Uma investigação inicial das autoridades libanesas concluiu que os pagers e walkie-talkies foram armados com explosivos antes de entrarem no país. A informação foi divulgada pela missão do Líbano nas Nações Unidas, por meio de carta. "As investigações iniciais mostraram que os dispositivos foram armados profissionalmente, antes de chegarem ao Líbano, e foram detonados pelo envio de mensagens aos dispositivos", afirma o texto, ao qual a agência de notícias France-Presse teve acesso. Os ataques deixaram 37 mortos e mais de 3 mil feridos. O médico oftalmologista libanês Elias Warrak contou ao Correio que 60% dos lesionados perderam um ou os dois olhos. 

Professor de direito na Universidade Hebraica de Jerusalém, Barak Medina vê duas possibilidades de escalada do conflito entre Israel e Líbano. "Uma delas é o Hezbollah ampliar o seu poder de fogo até mais ao sul e atingir a cidade de Haifa, a 30km da fronteira, ou mesmo Tel Alviv. Em contrapartida, Israel bombardear Beirute. A outra envolve o Hezbollah invadir Israel", afirmou ao Correio, por e-mail. Ele acredita que Nasrallah foi "cauteloso" ao não ameaçar tomar nenhuma dessas medidas. "Até agora, parece que escolheu intensificar os ataques aos soldados das IDF e a vilarejos israelenses situados em um raio de até 10km da fronteira com o Líbano. Israel faz o mesmo, com mais bombardeios intensivos a alvos militares."

Medina acha improvável que o Hezbollah tome qualquer uma dessas opções, ao menos nos próximos dias. "Existe uma pressão política, dentro do Líbano, para que Nasrallah adote uma atitude. Também me parece que Israel não escalará o conflito", avalia. O especialista lembra que as explosões de pagers somente ocorreram na terça-feira passada porque Israel temia que o complô fosse descoberto.

Dilema

Historiador aposentado da Universidade Libanesa Americana, em Beirute, Habib Malik disse à reportagem que as ameaças de Nasrallah não passam de "fanfarronice". "O discurso foi uma maneira de manter sua audiência pacificada e solidária após as desastrosas explosões de pagers e walkie-talkies.
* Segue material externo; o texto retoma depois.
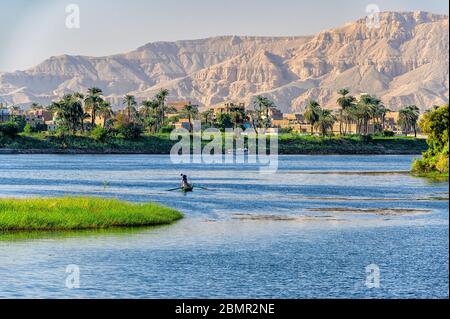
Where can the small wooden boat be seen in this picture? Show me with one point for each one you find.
(187, 189)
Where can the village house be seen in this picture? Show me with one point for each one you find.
(229, 108)
(4, 114)
(35, 117)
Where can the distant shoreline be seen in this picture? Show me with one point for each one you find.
(120, 152)
(162, 145)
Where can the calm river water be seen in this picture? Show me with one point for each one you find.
(308, 231)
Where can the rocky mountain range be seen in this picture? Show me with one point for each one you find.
(404, 61)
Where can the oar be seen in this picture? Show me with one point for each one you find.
(207, 189)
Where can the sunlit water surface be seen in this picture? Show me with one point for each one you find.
(308, 231)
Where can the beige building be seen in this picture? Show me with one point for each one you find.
(35, 117)
(229, 107)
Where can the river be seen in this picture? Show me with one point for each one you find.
(308, 231)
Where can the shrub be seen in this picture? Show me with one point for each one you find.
(99, 134)
(442, 164)
(130, 131)
(167, 129)
(10, 129)
(28, 129)
(365, 138)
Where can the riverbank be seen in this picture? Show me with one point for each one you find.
(161, 144)
(80, 213)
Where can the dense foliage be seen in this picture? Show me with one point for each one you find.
(435, 124)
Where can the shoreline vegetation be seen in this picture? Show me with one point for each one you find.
(80, 213)
(434, 163)
(161, 144)
(86, 124)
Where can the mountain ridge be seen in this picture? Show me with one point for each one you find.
(404, 61)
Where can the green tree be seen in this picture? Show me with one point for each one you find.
(161, 97)
(223, 121)
(191, 112)
(69, 111)
(207, 117)
(408, 118)
(312, 114)
(130, 107)
(92, 102)
(149, 111)
(436, 124)
(345, 102)
(325, 121)
(106, 112)
(260, 115)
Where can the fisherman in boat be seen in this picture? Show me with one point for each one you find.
(184, 182)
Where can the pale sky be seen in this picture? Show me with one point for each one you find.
(32, 31)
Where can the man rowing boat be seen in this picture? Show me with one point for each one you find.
(184, 182)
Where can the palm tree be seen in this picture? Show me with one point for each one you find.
(69, 111)
(260, 115)
(191, 112)
(207, 117)
(312, 114)
(366, 110)
(130, 102)
(161, 97)
(345, 102)
(149, 111)
(408, 117)
(92, 102)
(325, 121)
(106, 112)
(36, 107)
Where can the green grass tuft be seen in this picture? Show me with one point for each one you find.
(77, 213)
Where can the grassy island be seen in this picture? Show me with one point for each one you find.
(79, 213)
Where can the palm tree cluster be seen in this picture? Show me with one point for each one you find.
(319, 118)
(260, 114)
(361, 112)
(74, 109)
(408, 118)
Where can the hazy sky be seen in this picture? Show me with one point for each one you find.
(31, 31)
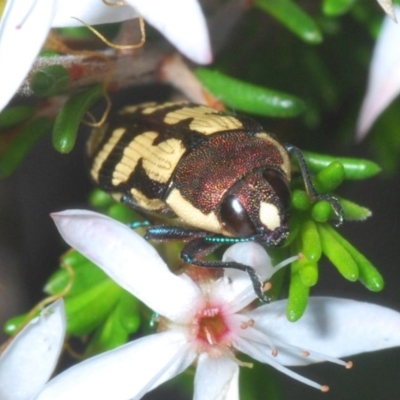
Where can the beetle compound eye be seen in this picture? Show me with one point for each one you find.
(235, 218)
(279, 185)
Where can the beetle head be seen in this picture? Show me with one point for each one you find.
(258, 205)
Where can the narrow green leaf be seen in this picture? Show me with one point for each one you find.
(337, 254)
(369, 275)
(22, 143)
(12, 116)
(310, 241)
(70, 116)
(86, 276)
(128, 312)
(298, 297)
(300, 200)
(288, 13)
(100, 199)
(321, 211)
(355, 168)
(250, 98)
(89, 309)
(353, 211)
(329, 178)
(109, 335)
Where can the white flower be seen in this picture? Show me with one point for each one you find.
(384, 76)
(205, 321)
(25, 24)
(28, 362)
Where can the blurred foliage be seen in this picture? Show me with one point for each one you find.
(312, 54)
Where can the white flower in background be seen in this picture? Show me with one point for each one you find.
(25, 24)
(29, 360)
(205, 321)
(384, 76)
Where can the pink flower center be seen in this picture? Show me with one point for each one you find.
(211, 330)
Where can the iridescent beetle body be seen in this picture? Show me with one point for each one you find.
(215, 178)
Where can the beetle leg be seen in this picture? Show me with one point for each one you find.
(165, 232)
(310, 189)
(201, 247)
(139, 224)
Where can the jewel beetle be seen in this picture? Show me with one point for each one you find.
(210, 177)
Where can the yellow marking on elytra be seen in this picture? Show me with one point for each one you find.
(269, 216)
(158, 161)
(204, 119)
(192, 215)
(286, 166)
(152, 107)
(146, 203)
(134, 108)
(105, 151)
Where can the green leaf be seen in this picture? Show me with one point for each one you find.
(337, 254)
(250, 98)
(369, 275)
(12, 116)
(310, 245)
(110, 335)
(328, 179)
(70, 116)
(354, 168)
(87, 310)
(22, 143)
(100, 199)
(298, 296)
(353, 211)
(128, 312)
(321, 211)
(121, 213)
(86, 276)
(288, 13)
(49, 81)
(300, 200)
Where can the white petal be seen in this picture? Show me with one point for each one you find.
(91, 12)
(253, 254)
(28, 362)
(127, 372)
(331, 326)
(181, 22)
(23, 30)
(237, 289)
(129, 260)
(384, 76)
(216, 379)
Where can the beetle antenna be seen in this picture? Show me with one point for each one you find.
(310, 189)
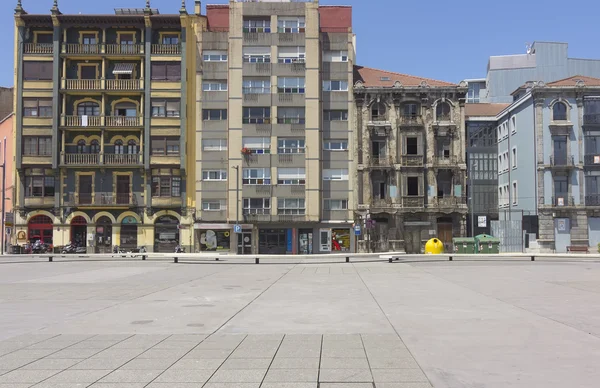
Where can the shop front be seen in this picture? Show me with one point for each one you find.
(166, 234)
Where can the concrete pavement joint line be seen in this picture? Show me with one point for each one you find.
(392, 326)
(513, 305)
(271, 363)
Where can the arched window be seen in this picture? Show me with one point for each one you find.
(442, 111)
(119, 149)
(378, 111)
(94, 147)
(82, 147)
(88, 108)
(559, 111)
(131, 147)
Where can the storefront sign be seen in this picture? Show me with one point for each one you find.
(215, 240)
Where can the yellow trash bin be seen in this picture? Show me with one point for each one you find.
(434, 247)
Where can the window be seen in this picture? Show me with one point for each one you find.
(166, 186)
(256, 176)
(473, 92)
(257, 206)
(256, 86)
(214, 145)
(410, 110)
(257, 145)
(290, 115)
(335, 174)
(291, 206)
(291, 24)
(291, 176)
(257, 54)
(214, 205)
(335, 115)
(335, 145)
(214, 56)
(166, 71)
(214, 86)
(172, 38)
(290, 85)
(335, 86)
(442, 111)
(559, 111)
(412, 186)
(37, 107)
(88, 108)
(37, 146)
(166, 108)
(257, 25)
(37, 70)
(214, 114)
(165, 146)
(214, 175)
(290, 146)
(291, 54)
(335, 56)
(39, 186)
(335, 204)
(256, 115)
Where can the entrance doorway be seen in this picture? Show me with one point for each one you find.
(104, 235)
(166, 234)
(245, 243)
(79, 231)
(272, 241)
(40, 228)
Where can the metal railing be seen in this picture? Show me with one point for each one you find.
(562, 160)
(124, 84)
(38, 48)
(83, 84)
(123, 121)
(82, 159)
(166, 49)
(78, 121)
(122, 159)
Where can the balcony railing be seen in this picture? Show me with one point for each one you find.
(411, 160)
(39, 48)
(124, 84)
(591, 119)
(81, 159)
(166, 49)
(102, 199)
(83, 121)
(83, 84)
(562, 160)
(122, 159)
(123, 121)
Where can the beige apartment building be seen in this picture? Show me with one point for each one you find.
(410, 155)
(273, 135)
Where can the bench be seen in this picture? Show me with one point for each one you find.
(578, 248)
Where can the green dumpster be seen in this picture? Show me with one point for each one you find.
(487, 244)
(464, 245)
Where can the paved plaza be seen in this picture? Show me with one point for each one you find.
(412, 324)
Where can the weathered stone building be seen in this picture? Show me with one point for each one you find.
(410, 153)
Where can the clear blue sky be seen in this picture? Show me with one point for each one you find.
(445, 40)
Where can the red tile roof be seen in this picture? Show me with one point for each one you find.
(475, 110)
(385, 79)
(572, 81)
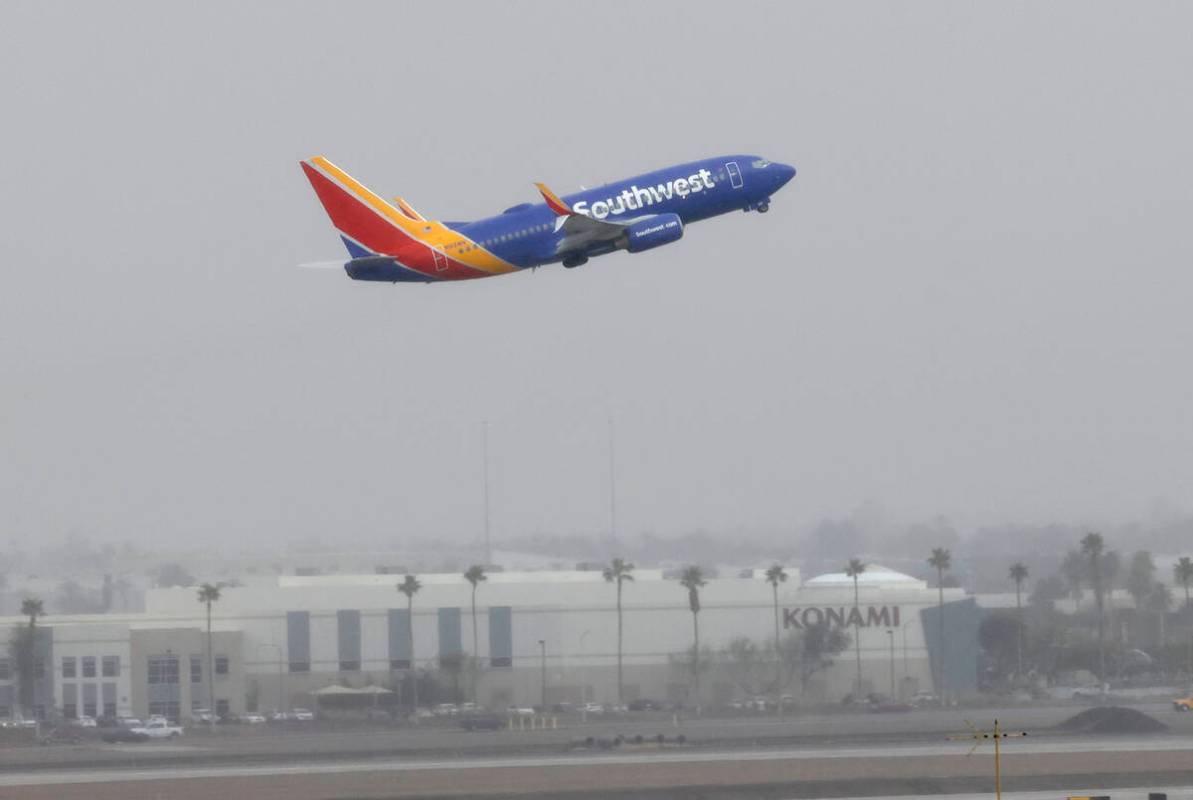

A grande questão permanece: o que ele poderá fazer?", explicou. Para Malik, escalar o conflito significaria uma rápida derrota para Israel. "Se Nasrallah não escalar, com o tempo, seus apoiadores interpretarão isso como um sinal de fraqueza. Ele se encontra em um dilema, e a iniciativa está totalmente nas mãos dos israelenses neste momento."

Eytan Gilboa — professor de relações internacionais da Universidade de Bar-Ilan (em Ramat Gan) — admitiu ao Correio que Nasrallah tem coragem. "Ele é o agressor que declarou guerra a Israel em 8 de outubro e, desde então, vem atacando o território israelense de forma implacável, matando civis e destruindo casas em cidades e vilas, e expulsando cerca de 100 mil judeus de suas casas", observou. "Ou Nasrallah concorda com uma solução diplomática que empurre seus combatentes para mais de 10km da fronteira israelense ou o Exército de Israel o forçará a fazê-lo, por meio de uma operação limitada ao sul do Líbano." 
 
As informações são do Correio Braziliense.